Дежуривший Рубанов нервно достал портсигар, который сын преподнёс жене, а он ловко выманил, но тут же убрал, предчувствуя, что император, непременно сейчас, надумает изучать «сей скромный», необъятных размеров, труд.
Так оно и вышло.
«Что у Витте, что у Мирского, жёны вульгарные эмансипэ, по которым прядильный станок день и ночь плачет», — закурил с разрешения царя. — Откуда у их мужей время, чтоб писать всякую галиматью?»
Согласно его догадке, государь вначале читал сам, затем, устало потерев царские очи, попросил своего генерал–адьютанта.
Максим Акимович, негодуя в душе, читал о предложении министра внутренних дел сломать крестьянскую общину и смягчить полицейские строгости.
«Не нарушай порядок, и смягчать ничего не потребуется. К тому же идёт война. Мой сын сражается с врагом… Какие в это время реформы… Александр Второй дореформировался до того, что в стране бардак наступил… И самого царя убили… Как бы его внук по дедушкиному пути не пошёл. И страну развалит, и жизнь потеряет, — читая, думал Рубанов. — Отправить «банкетчиков» к преемнику Гапона по пересыльной тюремной церкви, сразу и тишина наступит… Ох, добр и либерален наш государь».
2 декабря, уступив просьбам своего министра, Николай собрал совещание, пригласив на него управленческую элиту. И что знаменательно, эти столпы высшей государственной бюрократии, высказались за «удовлетворение желаний умеренного и благоразумного общества».

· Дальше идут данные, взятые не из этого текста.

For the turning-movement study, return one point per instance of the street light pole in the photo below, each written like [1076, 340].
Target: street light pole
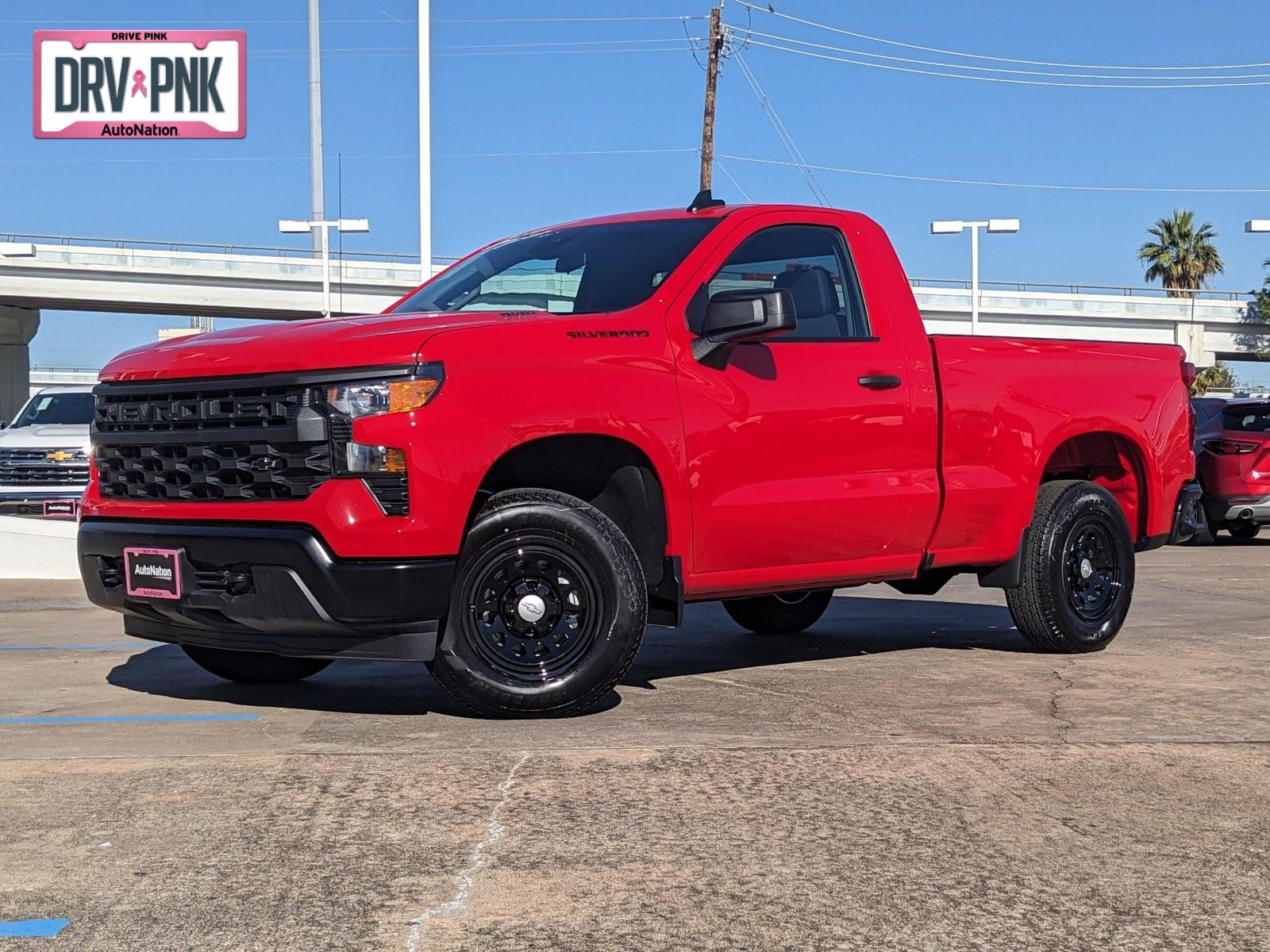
[295, 226]
[317, 179]
[425, 141]
[995, 226]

Царь растерялся, не ожидая, что верная опора трона начала этот самый трон раскачивать.
«На вас ведь упадёт и раздавит», — подумал государь, благожелательно слушая Победоносцева.
— Самодержавие имеет не только политическое значение, но и религиозный характер, и государь не вправе ограничивать свою миссию, возложенную Божественным промыслом, — сурово оглядел присутствующих.
Но всерьёз его уже никто не воспринимал.
— Вести прежнюю политику реакции совершенно невозможно, это приведёт нас к гибели, — поднявшись, произнёс Витте, глянув на Победоносцева, будто на пустое место.
— Если не сделать либеральные реформы и не удовлетворить естественные желания всех, то перемены уже будут в виде революции, — зловещим голосом провещал Святополк—Мирский.
«И это говорит министр внутренних дел, — растерянно почесал лысый череп Константин Петрович. — Таких гуманных законов, как в России, нет не в одной стране, — подумал, но к своему удивлению, не отважился озвучить мысль. — И так ретроградом считают».
Николай тоже не стал возражать против мнения большинства, оставив в проекте манифеста третий параграф, которым предусматривалась возможность «привлечения местных общественных учреждений и выбранных ими из своей среды лиц к участию в разработке законодательных предначертаний наших до рассмотрения их Госсоветом».
Волнение потрясённых советников достигло такой степени «эмоционального возбуждения», как определил их состояние Константин Петрович, что двое из министров расплакались.